PPRuNe Forums - View Single Post - SilverJet (Merged 30/05)
View Single Post
Old 17th Feb 2008, 20:23
  #645 (permalink)  
WHBM
 
Join Date: Oct 2002
Location: London UK
Posts: 7,651
Likes: 0
Received 18 Likes on 15 Posts
Originally Posted by LGS6753
the marginal cost of any additional seat occupied is minimal (a bit more fuel burn and some in-flight catering). Therefore any cash raised from concessionary seat sales is a bonus.
This is back to my area again.

This often-heard comment ("offer the remaining seats cheaper, it will give at least some extra revenue") is false for a number of reasons.

First is a commercial phenomena known as "revenue dilution". Simplistically this is that, while you may get some extra revenue from those who might not have travelled with you, equally you get some passengers who would have paid the higher price but who, when they come to book, find the lower price is on offer and buy that instead. Dependent on the relative balance of the numbers involved, you might even find you end up with less revenue than if you had not made the offer, although you haul more people. So be certain those cheap fare travellers are not your potential full fare travellers.

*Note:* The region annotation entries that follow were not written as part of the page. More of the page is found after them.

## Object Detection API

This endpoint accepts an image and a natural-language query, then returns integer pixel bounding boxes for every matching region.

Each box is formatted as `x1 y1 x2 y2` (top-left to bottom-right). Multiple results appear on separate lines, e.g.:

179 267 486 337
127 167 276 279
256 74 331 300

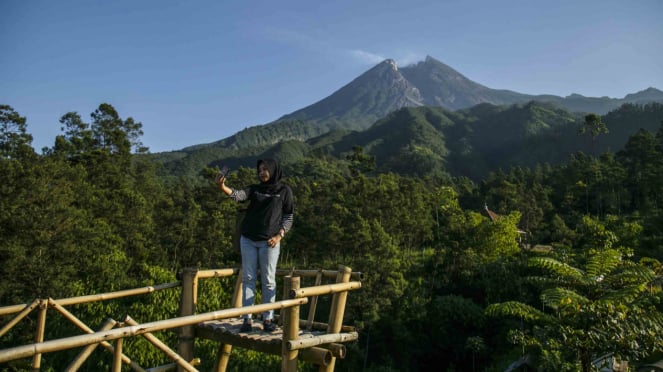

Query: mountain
153 56 663 179
277 59 424 130
275 56 663 134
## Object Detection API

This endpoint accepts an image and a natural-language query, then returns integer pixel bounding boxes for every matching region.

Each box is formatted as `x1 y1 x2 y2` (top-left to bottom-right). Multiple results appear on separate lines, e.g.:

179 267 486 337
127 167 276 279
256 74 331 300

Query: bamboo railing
0 266 362 371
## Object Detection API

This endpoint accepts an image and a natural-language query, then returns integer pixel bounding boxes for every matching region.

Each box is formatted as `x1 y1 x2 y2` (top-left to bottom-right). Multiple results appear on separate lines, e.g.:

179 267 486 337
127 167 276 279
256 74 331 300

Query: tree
578 114 609 153
0 105 34 159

Then there is the subsequent perception of those travelling at the reduced fares. If you have paid £750 on one trip, it is a very difficult decision to pay £2,000 for the comparable product the next time. Your expectations are that the product is "worth" £750 now rather than £2,000. And if your regular passenger got one or two of these cheap fares, it becomes difficult to get them back at the higher fare.

Chap at our office got by chance one day a Ryanair 99p fare London to Dublin. It became a topic of amused conversation, of course. But next trip his travel request was refused by the beancounters with "why haven't you got the 99p fare again", and it wasted half a day of his time overcoming this. Third trip the same. End of amusement. Watch you don't do something with your pricing that hacks business travellers off like this. Likewise someone who has paid £2,000 and is seated next to someone crowing about a £750 fare is another fast way to turn off your high-fare regulars.